One look at Jose Canseco’s bulging biceps and the word “steroids” comes to mind. And in his personal memoir, Juiced: Wild Times, Rampant ‘Roids, Smash Hits, and How Baseball Got Big, Canseco admits to not only using steroids but perfecting them to an art form, and showing other players how to do the same.
Juiced won’t win any awards for being well written, but this controversial book certainly provides a juicy inside look at what goes on behind the scenes in America’s favorite pasttime, and Canseco even names names. The book reveals the evolution of his love affair with steroids (not to mention a brief fling with Madonna!) and how the use of of human growth hormone changed the look of baseball. Though much of the credit Canseco takes for becoming a walking chem-lab of steroid delights may seem arrogant and a bit overblown, it sure looks as though the use of ‘roids has indeed spread throughout the sport, with such devotees as Mark McGwire and Jason Giambi, who Canseco refers to as the biggest “juicer” in the game.
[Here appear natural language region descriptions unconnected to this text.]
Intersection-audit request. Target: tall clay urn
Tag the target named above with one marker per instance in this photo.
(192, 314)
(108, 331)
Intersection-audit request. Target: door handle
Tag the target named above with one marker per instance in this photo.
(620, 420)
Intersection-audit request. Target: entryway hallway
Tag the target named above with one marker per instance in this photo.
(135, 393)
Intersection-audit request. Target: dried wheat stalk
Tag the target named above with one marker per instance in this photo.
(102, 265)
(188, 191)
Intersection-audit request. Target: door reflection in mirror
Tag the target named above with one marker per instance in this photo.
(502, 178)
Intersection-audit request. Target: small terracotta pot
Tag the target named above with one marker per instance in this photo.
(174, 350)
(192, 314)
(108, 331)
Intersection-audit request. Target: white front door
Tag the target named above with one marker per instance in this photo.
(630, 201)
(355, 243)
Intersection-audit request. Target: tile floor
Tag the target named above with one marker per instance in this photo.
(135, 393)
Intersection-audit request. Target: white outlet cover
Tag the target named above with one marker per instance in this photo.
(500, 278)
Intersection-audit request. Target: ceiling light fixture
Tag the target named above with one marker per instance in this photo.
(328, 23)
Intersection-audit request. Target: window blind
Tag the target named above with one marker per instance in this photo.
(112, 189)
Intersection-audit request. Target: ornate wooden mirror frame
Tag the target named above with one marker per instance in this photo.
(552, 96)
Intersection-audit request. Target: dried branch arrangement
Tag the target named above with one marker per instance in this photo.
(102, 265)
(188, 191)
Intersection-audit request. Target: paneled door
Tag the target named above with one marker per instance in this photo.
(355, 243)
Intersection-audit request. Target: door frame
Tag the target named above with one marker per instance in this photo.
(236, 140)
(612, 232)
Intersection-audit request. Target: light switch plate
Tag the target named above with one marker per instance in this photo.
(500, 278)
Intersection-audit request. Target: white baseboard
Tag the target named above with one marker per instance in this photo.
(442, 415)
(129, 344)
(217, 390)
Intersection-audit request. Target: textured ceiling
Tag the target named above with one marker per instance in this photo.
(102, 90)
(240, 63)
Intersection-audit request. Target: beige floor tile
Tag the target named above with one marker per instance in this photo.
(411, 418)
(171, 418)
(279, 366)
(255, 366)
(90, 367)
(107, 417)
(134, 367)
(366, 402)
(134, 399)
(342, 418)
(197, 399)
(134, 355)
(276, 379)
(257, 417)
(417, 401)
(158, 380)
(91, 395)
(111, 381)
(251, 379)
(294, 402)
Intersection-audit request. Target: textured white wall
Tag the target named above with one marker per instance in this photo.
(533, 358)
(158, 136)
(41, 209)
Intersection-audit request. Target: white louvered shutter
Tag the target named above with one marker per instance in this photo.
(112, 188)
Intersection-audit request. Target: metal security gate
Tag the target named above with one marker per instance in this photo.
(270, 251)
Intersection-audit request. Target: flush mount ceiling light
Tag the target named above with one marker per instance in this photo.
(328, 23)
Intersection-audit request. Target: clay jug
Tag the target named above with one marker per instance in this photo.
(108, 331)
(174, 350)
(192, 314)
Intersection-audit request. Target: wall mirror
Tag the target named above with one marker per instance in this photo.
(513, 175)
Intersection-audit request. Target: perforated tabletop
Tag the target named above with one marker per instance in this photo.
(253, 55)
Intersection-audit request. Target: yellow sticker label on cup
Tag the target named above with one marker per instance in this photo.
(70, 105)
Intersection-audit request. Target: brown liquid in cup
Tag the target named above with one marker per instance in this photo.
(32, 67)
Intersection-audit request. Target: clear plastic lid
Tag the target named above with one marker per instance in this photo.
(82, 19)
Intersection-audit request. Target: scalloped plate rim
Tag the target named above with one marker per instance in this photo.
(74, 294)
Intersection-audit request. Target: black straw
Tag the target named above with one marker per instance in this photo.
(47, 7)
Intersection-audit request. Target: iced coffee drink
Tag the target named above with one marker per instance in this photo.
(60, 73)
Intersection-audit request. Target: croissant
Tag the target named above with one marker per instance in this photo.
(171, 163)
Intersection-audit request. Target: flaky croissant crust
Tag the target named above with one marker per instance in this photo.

Canseco talks about plenty of big-name players, and does the “some do, some don’t” dance to the question of “who takes ‘em?” There are stories of his own baseball records, highs and lows in the game and in life, and what it was like for a Cuban-born Latino to play in the big leagues. There is plenty of name-dropping and gossip, including Canseco’s opinion that George Bush turned a blind eye to steroid use when he was owner of the Texas Rangers (hey, no big lead there…he turns a blind eye to everything!), but mostly the book is about Canseco, and his pain and glory as a player, a husband, a dad and a man, complete with sad tales of near-suicide and the suffering of divorce with his second wife, his love for his daughter, and the usual stories of groupies and hi-jinks on the road – all the mandatory “celebrity” memoir fodder. There are some color photos of Canseco and his big, bulging biceps playing the game and posing for the camera, all of which really drive home the fact that the bodies we see running the bases on Sunday afternoon at the ballpark are not the result of a healthy low-carb diet and weight training!
But the real star of Juiced is baseball itself, and how steroid use has altered and transformed the entire game, and how customized use of these drugs has made the sport what it is today. Canseco’s opinion that in the future, medical supervision of steroid use could be a good thing for the sport is, well, his opinion. The writing itself is pretty forgetful, but the gossip and anecdotes and behind the scenes details, whether true or just a figment of one big-muscled, slightly cocky player’s imagination, make for fun reading over a big bowl of popcorn and a cold drink.